Question

Proof Assistance please!!

Answer 1

\(Suppose~that~f:[a,b] \rightarrow \Re ~is ~differentiable~and~c ~\epsilon ~[a,b].\)\(~~Then ~show~that~there~exists~a~sequence~{x_n},~x_n \not=c,\)\(~such~that~f'(c)=lim_{{n \rightarrow \infty}}f'(x_n).\)

Answer 2

@Hero , @nincompoop any ideas?

Answer 3

text not appearing???

Answer 4

We cant view the complete question. Please post again.

Answer 5

ok \[Suppose~that~f:[a,b] \rightarrow \Re ~is ~differentiable~and~c ~\epsilon ~[a,b].~~Then ~show~that~there~exists~a~sequence~{x_n},~x_n \not =c,~such~that~f'(c)=lim{n}{\inf}f'(x_n).\] Did that work?

Answer 6

No it did not.
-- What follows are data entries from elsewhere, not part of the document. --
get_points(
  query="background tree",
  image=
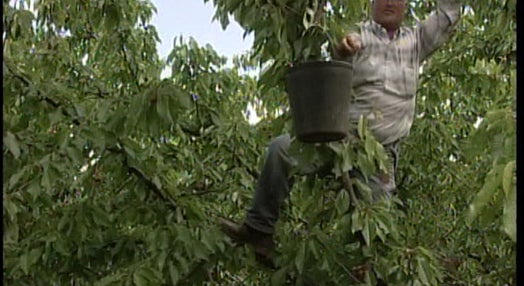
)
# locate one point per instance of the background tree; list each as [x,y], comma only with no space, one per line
[113,176]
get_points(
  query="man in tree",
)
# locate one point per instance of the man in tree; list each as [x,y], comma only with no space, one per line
[386,58]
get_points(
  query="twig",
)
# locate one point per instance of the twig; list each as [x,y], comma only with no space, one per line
[348,185]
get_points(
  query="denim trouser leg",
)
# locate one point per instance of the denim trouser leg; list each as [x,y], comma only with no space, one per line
[273,186]
[275,183]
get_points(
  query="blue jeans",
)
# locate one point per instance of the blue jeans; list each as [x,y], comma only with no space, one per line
[274,184]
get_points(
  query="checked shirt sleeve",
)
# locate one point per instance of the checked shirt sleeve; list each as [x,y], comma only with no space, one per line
[438,27]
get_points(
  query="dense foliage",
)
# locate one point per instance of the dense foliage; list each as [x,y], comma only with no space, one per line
[114,176]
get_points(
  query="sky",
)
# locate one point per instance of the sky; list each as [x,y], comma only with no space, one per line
[193,18]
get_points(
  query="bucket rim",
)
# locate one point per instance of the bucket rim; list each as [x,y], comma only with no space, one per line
[319,63]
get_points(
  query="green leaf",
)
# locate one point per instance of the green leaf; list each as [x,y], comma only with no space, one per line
[510,214]
[109,280]
[361,127]
[173,273]
[12,144]
[492,182]
[421,271]
[342,202]
[299,259]
[279,277]
[507,177]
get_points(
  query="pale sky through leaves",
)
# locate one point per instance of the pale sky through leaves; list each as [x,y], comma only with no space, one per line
[194,18]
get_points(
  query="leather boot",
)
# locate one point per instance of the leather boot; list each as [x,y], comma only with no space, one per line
[242,234]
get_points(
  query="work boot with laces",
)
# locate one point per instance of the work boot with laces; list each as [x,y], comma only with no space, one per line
[244,234]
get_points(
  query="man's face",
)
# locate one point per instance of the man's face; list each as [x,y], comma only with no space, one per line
[389,13]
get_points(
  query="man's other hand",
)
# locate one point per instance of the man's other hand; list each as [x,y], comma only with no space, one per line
[349,45]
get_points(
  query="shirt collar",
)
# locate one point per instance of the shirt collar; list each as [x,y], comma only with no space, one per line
[381,31]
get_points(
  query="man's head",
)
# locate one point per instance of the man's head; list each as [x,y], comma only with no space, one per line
[389,13]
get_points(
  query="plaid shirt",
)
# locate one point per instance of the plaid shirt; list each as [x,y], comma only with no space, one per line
[386,71]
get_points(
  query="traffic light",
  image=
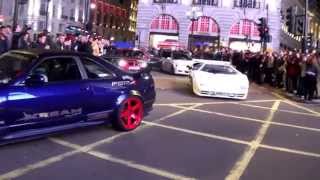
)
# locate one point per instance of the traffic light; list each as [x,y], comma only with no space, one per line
[300,27]
[309,41]
[263,29]
[262,25]
[289,19]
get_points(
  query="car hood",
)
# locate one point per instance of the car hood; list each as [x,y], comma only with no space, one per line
[226,81]
[183,62]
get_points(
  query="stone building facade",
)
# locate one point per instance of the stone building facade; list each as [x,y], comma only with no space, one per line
[222,22]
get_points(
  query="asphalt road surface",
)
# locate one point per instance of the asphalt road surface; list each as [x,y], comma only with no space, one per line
[184,137]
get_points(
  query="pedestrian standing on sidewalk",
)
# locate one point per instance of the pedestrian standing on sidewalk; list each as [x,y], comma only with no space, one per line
[311,78]
[59,44]
[3,41]
[42,42]
[301,82]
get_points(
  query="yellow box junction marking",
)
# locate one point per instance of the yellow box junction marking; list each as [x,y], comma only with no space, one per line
[44,163]
[240,166]
[110,158]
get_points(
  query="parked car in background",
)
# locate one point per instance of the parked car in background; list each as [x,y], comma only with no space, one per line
[128,59]
[176,62]
[218,79]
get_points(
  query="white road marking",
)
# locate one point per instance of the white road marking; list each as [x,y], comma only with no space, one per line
[110,158]
[242,164]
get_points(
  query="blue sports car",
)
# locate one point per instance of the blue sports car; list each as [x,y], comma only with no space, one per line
[44,92]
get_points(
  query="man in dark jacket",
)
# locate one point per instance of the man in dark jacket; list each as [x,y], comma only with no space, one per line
[59,44]
[3,41]
[84,45]
[42,42]
[311,78]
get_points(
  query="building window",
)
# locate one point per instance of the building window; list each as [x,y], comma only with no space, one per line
[72,12]
[80,15]
[81,2]
[43,9]
[205,24]
[61,28]
[166,1]
[54,11]
[206,2]
[247,4]
[235,30]
[164,22]
[246,27]
[41,25]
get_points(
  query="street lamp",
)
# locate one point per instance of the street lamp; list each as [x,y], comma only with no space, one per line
[193,16]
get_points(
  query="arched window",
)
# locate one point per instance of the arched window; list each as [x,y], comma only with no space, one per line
[204,24]
[164,22]
[245,27]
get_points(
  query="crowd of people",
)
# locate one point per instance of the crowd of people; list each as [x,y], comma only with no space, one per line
[295,72]
[21,38]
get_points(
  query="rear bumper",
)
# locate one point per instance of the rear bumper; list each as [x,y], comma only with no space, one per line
[228,95]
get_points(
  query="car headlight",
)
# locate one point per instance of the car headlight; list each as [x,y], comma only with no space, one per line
[2,99]
[244,87]
[144,65]
[122,63]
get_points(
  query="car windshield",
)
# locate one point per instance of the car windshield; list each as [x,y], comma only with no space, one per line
[218,69]
[181,55]
[208,56]
[129,53]
[12,65]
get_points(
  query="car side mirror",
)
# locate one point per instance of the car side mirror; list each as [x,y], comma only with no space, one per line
[36,80]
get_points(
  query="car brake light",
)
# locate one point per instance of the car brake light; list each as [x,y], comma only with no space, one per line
[134,82]
[122,63]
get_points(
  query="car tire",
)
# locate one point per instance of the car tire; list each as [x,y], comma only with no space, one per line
[129,114]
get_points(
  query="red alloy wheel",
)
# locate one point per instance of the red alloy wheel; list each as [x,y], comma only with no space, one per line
[131,113]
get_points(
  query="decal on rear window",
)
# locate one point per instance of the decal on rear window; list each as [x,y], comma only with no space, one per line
[63,113]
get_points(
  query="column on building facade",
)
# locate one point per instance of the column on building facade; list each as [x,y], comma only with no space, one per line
[225,14]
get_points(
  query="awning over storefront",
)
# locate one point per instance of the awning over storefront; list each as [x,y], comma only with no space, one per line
[204,26]
[165,23]
[245,29]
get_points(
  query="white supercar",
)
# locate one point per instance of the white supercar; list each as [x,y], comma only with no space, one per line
[177,63]
[218,79]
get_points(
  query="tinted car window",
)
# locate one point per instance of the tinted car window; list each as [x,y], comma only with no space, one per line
[12,65]
[181,55]
[196,66]
[218,69]
[95,70]
[59,69]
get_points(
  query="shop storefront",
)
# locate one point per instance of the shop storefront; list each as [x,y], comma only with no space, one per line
[244,35]
[163,28]
[204,33]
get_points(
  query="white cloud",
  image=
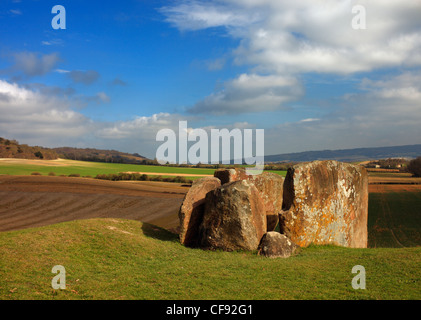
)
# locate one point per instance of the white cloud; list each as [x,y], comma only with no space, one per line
[37,116]
[250,93]
[388,113]
[33,64]
[85,77]
[311,36]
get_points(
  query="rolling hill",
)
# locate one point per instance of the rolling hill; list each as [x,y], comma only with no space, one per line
[358,154]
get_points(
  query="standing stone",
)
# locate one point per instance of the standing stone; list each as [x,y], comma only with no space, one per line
[192,208]
[326,202]
[275,245]
[269,185]
[234,218]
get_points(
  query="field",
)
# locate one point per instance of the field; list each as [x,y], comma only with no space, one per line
[125,259]
[84,168]
[108,236]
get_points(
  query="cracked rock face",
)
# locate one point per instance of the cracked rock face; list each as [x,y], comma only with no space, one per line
[192,208]
[269,185]
[234,218]
[326,202]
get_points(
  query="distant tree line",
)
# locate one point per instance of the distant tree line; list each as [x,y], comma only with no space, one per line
[414,167]
[12,149]
[391,163]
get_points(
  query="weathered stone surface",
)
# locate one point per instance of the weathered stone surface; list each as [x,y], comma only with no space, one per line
[230,175]
[269,185]
[234,218]
[275,245]
[192,208]
[326,202]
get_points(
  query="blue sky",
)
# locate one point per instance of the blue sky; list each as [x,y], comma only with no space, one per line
[121,71]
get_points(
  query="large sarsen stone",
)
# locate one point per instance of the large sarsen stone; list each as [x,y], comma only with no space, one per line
[326,202]
[234,218]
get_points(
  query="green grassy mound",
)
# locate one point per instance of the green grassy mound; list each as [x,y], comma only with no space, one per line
[123,259]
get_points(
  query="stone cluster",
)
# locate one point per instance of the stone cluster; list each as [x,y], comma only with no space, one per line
[321,202]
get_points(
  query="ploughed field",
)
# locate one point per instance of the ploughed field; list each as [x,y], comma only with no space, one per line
[34,201]
[394,218]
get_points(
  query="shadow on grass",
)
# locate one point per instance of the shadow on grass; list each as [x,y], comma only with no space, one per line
[158,233]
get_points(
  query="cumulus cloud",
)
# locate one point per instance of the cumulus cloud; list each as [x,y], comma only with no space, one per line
[250,93]
[35,115]
[310,36]
[386,113]
[32,64]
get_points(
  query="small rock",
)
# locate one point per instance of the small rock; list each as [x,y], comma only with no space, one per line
[276,245]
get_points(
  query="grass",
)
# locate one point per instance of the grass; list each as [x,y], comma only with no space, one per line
[85,168]
[394,219]
[123,259]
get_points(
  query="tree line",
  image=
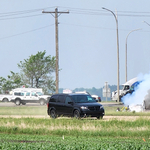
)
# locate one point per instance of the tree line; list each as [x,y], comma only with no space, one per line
[95,91]
[35,72]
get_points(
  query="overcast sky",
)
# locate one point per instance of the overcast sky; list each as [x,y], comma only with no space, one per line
[87,38]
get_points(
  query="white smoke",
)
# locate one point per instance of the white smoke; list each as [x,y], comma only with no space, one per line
[141,92]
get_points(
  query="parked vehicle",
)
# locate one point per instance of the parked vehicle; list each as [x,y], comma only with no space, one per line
[5,97]
[97,98]
[29,95]
[75,105]
[146,101]
[124,91]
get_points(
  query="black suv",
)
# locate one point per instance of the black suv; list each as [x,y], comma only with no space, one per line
[74,105]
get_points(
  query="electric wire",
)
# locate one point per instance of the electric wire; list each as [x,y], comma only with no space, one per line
[26,32]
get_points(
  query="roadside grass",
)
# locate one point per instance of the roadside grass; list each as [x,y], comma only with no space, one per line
[24,110]
[69,133]
[82,127]
[42,110]
[30,142]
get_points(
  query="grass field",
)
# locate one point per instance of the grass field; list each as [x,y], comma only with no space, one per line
[71,134]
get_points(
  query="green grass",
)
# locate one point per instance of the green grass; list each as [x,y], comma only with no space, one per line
[42,110]
[24,110]
[66,133]
[31,142]
[83,127]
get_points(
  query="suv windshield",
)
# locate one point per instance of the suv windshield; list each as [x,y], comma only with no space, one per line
[83,99]
[39,93]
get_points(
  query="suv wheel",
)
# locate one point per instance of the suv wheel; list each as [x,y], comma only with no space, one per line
[42,102]
[76,114]
[144,106]
[53,114]
[17,102]
[5,100]
[23,103]
[99,117]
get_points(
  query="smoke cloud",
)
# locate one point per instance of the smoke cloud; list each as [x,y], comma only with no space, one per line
[142,91]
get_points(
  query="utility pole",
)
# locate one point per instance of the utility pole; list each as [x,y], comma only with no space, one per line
[56,12]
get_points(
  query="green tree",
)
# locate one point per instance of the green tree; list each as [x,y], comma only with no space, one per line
[36,71]
[12,81]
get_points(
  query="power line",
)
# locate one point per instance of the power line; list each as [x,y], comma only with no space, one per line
[56,12]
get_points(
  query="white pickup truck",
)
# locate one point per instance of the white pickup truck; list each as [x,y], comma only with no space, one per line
[5,97]
[24,96]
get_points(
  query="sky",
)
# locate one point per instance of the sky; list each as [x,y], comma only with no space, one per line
[87,38]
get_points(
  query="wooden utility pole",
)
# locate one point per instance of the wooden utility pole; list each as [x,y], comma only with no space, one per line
[56,12]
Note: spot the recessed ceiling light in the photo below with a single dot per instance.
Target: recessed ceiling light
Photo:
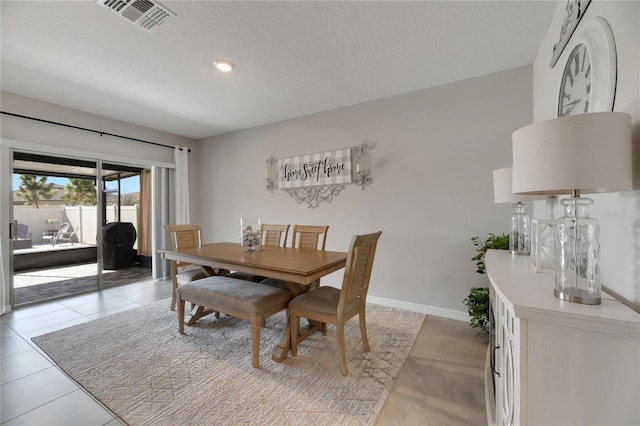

Its visible only up "then show that there...."

Answer 7

ok what can you see up to on the first post?

Answer 8

"....Then show that" can you start from here

Answer 9

\[Then ~show~that~there~exists~a~sequence~{x_n},~x_n \not =c,~such~that~f'(c)=lim_{n\rightarrow \infty}f'(x_n).\]

Answer 10

\[f'(c)=lim_{n \rightarrow \infty}f'(x_n).\]

Answer 11

I think I need to use the Mean Value Theorem?

Answer 12

I would define an Xn = c/(1 + 1/n) then lim Xn = c and lim f'(Xn) = F'(c) but the mean value theorem may be a more rigorous idea

Answer 13

ok thank you, I appreciate the input